Risk taking capacity, appetite and tolerance changes depending upon various information and factors.

This can be understood with the help of following points:-

a) Depending upon Personal Information:-

1] Age –

When a person is young, he/she can take more risk as they don’t have much to lose. Also they have a longer time frame available with them to reap profits from their investments even if they suffer some losses along the way. Therefore, lower the age, higher the risk that can be taken.

2] Employability –

When a person has quality education and is skilled and qualified, he/she can find job anywhere. Moreover, these professionals don’t have to worry as their education, skills and qualities will help them earn money in some or the other way. They have a high employability level. Therefore, well qualified and multi-skilled professionals can afford to take more risks.

3] Nature of Job –

A person is stable when he/she has a stable source of income. Having a stable job gives a sense of security. When people have a sense security they can invest more freely. Thus, people with stable jobs can afford to take more risk and can more profits.

4] Psyche –

The psyche of a person that is their personality and characteristics also influence risk taking decisions. The response of people to profit or loss from their investments is critical. Some people are not good at accepting losses. The mentality, i.e is the thinking of a person plays a key role in investing. Having a positive outlook while investing helps earn more. Hence, adventurous and daring people are better positioned mentally to accept downside risk.

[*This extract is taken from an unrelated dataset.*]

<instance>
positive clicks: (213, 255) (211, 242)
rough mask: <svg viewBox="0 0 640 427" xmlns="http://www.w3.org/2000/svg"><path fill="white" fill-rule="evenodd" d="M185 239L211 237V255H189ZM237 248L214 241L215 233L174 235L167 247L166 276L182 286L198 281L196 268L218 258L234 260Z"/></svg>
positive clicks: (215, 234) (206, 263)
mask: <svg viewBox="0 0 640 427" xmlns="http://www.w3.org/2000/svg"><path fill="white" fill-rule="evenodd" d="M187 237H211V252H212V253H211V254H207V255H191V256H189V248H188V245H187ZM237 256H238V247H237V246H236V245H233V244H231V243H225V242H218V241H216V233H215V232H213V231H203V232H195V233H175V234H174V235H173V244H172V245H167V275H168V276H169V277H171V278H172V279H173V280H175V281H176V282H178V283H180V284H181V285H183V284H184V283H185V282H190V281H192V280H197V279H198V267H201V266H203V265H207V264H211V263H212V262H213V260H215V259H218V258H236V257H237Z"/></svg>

b) Depending upon Family Information:-

1] Earning Members –

If the number of members earning in a family is high, then they have more amount to invest. There is no need to worry about few losses. This also means that their risk appetite is also high. Therefore, risk appetite increases as the number of earning members increases.

2] Dependent Members –

The number of members dependent on the earning member is of great influence. Fulfilling the needs and wants of all the members is a difficult task. Moreover, as there are more members dependent on the same person then there is not much scope to take risk. Hence, risk appetite decreases as the number of dependent members decreases.

3] Life Expectancy –

Life expectancy means the number of years a person might live. This number decides how to invest and when to reap the profits. If the life expectancy is low then there is no point planning for time period more than that. If the life expectancy is high then low risk is preferred. Thus, risk appetite is higher when life expectancy is longer.

c) Depending upon Financial Information:-

1] Capital Base –

A broad capital base means being financially sound. It provides a lot of scope for taking risk in investments. A higher capital base helps absorbs the losses incurred, if any. Having a high capital base acts a backbone. Therefore, higher the capital base, better the ability to financially take the downsides that come with the risk.

2] Regularity of Income –

Regular income indicates stability. A stable source of income is beneficial while investing. Knowing that there is income in the future can help take risks now. People with seasonal income cannot take high risks. Thus, people earning regular income can take more risk than those with unpredictable income streams.

These are just some of the aspects/factors that can help you analyse your risk taking capacity or appetite. Also the above are thoughts are derived by observing a general trend. People may behave differently.